Q: Why no SSA representation?

A: Converting an IR tree to SSA form makes dead code elmimination,
common subexpression elimination, and many other optimizations much
easier.  However, in our primarily vector-based language, there's some
major questions as to how it would work.  Do we do SSA on the scalar
or vector level?  If we do it at the vector level, we're going to end
up with many different versions of the variable when encountering code
like:

(assign (constant bool (1)) (swiz x (var_ref __retval) ) (var_ref a) ) 
(assign (constant bool (1)) (swiz y (var_ref __retval) ) (var_ref b) ) 
(assign (constant bool (1)) (swiz z (var_ref __retval) ) (var_ref c) ) 

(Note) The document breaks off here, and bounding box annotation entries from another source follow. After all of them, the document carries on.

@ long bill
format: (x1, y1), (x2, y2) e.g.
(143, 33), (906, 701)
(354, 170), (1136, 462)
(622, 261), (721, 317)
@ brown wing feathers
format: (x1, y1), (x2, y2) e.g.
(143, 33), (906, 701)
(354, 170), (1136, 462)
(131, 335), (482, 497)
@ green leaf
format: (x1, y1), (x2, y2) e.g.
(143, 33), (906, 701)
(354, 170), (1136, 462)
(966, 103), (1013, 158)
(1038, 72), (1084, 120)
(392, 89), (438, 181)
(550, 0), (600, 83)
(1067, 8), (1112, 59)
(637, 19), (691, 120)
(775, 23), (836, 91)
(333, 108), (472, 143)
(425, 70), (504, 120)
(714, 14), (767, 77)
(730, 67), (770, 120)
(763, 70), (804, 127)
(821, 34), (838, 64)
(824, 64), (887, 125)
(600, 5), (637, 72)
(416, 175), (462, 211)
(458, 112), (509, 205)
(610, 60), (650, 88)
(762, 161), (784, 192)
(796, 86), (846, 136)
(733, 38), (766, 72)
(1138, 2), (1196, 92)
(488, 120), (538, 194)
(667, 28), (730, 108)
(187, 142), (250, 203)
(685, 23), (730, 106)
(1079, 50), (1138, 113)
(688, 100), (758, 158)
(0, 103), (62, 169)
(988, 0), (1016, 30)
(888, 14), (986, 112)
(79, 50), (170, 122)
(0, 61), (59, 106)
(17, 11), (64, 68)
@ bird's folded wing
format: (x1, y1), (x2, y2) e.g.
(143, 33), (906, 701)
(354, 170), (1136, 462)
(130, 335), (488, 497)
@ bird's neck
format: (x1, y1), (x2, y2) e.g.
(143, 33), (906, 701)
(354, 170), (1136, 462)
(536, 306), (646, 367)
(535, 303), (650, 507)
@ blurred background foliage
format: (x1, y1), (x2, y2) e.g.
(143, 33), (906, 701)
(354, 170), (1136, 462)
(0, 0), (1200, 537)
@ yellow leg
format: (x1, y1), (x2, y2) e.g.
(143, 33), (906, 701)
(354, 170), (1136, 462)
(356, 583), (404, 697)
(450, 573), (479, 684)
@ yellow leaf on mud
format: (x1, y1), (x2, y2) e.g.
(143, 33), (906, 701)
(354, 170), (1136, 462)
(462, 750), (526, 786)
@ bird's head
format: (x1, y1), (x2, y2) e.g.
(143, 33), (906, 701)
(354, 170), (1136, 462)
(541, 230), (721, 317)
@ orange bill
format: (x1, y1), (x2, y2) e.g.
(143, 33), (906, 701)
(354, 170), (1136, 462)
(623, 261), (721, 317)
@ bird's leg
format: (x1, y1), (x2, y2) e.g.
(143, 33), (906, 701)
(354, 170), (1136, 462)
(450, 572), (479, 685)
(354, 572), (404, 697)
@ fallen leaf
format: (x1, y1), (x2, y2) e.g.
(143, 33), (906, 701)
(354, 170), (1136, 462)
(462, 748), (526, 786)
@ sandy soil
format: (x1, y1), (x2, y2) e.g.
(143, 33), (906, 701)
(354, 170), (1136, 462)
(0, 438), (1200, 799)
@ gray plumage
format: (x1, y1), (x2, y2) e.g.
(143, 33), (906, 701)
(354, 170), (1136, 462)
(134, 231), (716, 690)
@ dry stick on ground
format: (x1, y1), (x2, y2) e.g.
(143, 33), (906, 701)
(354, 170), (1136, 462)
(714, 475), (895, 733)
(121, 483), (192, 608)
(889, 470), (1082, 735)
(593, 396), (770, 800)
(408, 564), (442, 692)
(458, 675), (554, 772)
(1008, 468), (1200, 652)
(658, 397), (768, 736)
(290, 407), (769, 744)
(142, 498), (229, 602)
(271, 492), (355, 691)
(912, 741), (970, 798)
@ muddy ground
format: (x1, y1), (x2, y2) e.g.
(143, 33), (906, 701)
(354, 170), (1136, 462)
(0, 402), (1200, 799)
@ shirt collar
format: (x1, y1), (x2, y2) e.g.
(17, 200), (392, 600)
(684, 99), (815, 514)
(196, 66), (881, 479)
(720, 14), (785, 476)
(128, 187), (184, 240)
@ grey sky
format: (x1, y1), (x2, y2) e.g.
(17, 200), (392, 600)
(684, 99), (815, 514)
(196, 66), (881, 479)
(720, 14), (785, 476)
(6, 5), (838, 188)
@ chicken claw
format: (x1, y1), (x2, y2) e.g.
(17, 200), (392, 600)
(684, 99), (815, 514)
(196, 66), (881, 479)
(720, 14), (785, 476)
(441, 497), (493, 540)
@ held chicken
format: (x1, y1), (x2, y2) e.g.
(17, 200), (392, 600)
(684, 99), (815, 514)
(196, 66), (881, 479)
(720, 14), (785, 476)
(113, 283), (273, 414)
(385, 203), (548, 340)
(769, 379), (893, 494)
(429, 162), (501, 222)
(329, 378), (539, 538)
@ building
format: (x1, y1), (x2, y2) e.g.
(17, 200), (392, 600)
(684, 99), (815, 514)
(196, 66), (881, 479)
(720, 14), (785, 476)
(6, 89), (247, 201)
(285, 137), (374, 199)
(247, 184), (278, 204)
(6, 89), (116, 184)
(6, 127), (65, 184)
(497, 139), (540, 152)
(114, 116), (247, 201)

If every masked update of a component relies on the previous value of
the variable, then we're probably going to be quite limited in our
dead code elimination wins, and recognizing common expressions may
just not happen.  On the other hand, if we operate channel-wise, then
we'll be prone to optimizing the operation on one of the channels at
the expense of making its instruction flow different from the other
channels, and a vector-based GPU would end up with worse code than if
we didn't optimize operations on that channel!

Once again, it appears that our optimization requirements are driven
significantly by the target architecture.  For now, targeting the Mesa
IR backend, SSA does not appear to be that important to producing
excellent code, but we do expect to do some SSA-based optimizations
for the 965 fragment shader backend when that is developed.